I think the argument that we can’t treat health care services exactly like other consumer goods makes sense. If someone makes some questionable decisions and hits a run of bad luck and can’t afford a television, then he goes without television and it’s fine. If there’s a car crash and there’s an injured man on the side of the road, then letting him die because he has no savings isn’t an ethically acceptable option. So that’s a big difference.
Health care is generally not a refusable or elective service. By this, I mean that in most cases, the health care costs are driven by medically necessary procedures. You get pneumonia. Your knees wear out. You find a lump in your breast. You notice blood in your stool. Barring the denial/self-neglect approach that some people take, when you develop a medical problem, you need to spend money to remedy it. While the timing of your knee replacement may be elective, whether to do it or not generally is not, if the alternative is being disabled and non-ambulatory.
Thus, “the demand for medically needed care is not going to be terribly price responsive.”
I think this is the wrong way to think about the issue. “Knee replacement surgery” doesn’t denote a single unique thing. Our methods for doing it change and improve over time. And there are multiple dimensions along which they might improve. One kind of improvement might be to develop a way that’s 10% “better” and twice as expensive.
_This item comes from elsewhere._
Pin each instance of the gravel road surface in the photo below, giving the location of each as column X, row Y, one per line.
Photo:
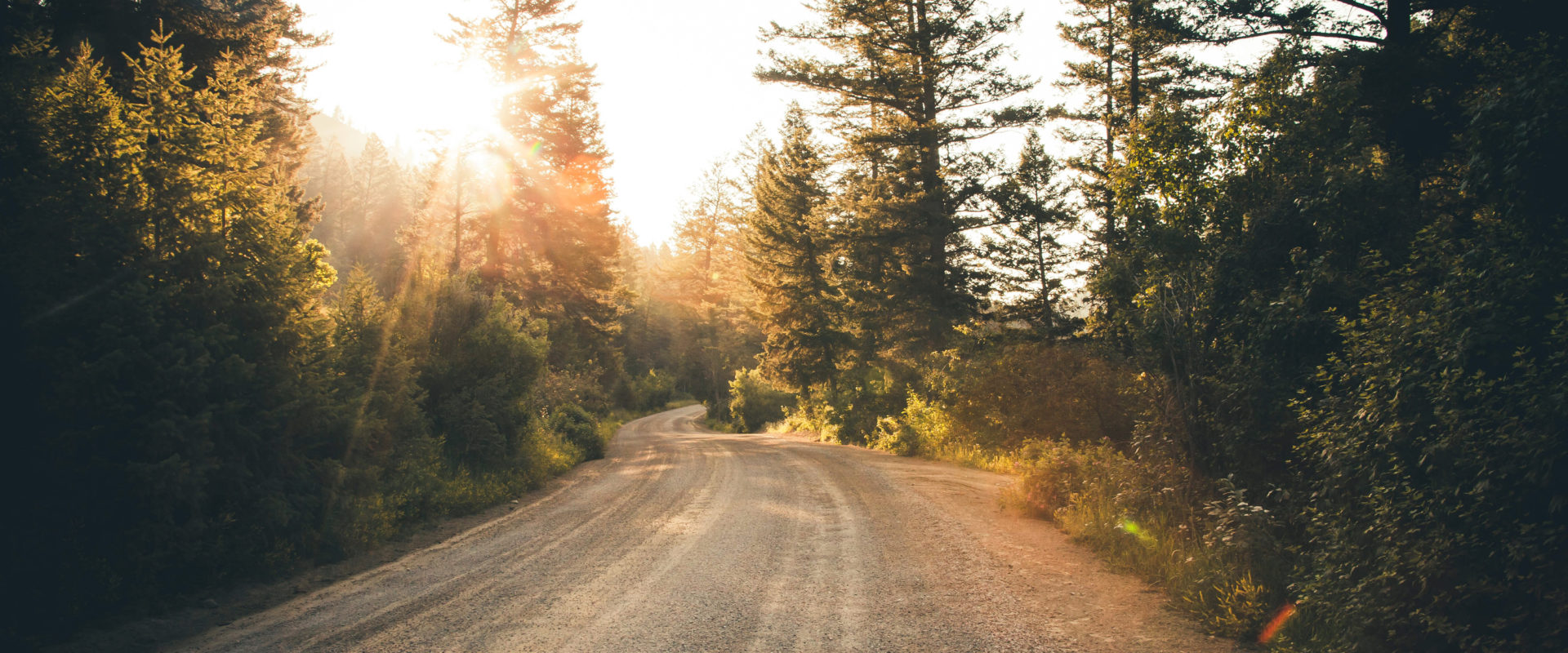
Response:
column 692, row 540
Another kind of improvement might be to develop a way that’s 90% as good and half as expensive. In the economy as a whole we see lots of improvements of both kinds. HDTVs are better than conventional TVs, but when they first came on the market they were very expensive. Ikea, by contrast, was all about making furniture cheaper even while compromising slightly on quality. In a universe where knee replacement surgery was universally paid for out of pocket, then we’d see lots of innovations of both sorts. But in the universe we have, innovation in the health care sector almost always drives us in the “more and better” direction.
Thinking about this is further complicated by the fact that in the USA, health care programs are a major means of income redistribution. Try imagine instead a country with a single payer health insurance system funded by a VAT, and, separately, a progressive income tax to redistribute income. In that country, it’s clear that “higher income tax and more redistribution” would always be the authentically left-wing posture. It’s much less clear that “higher VAT and bigger health insurance budget” would be.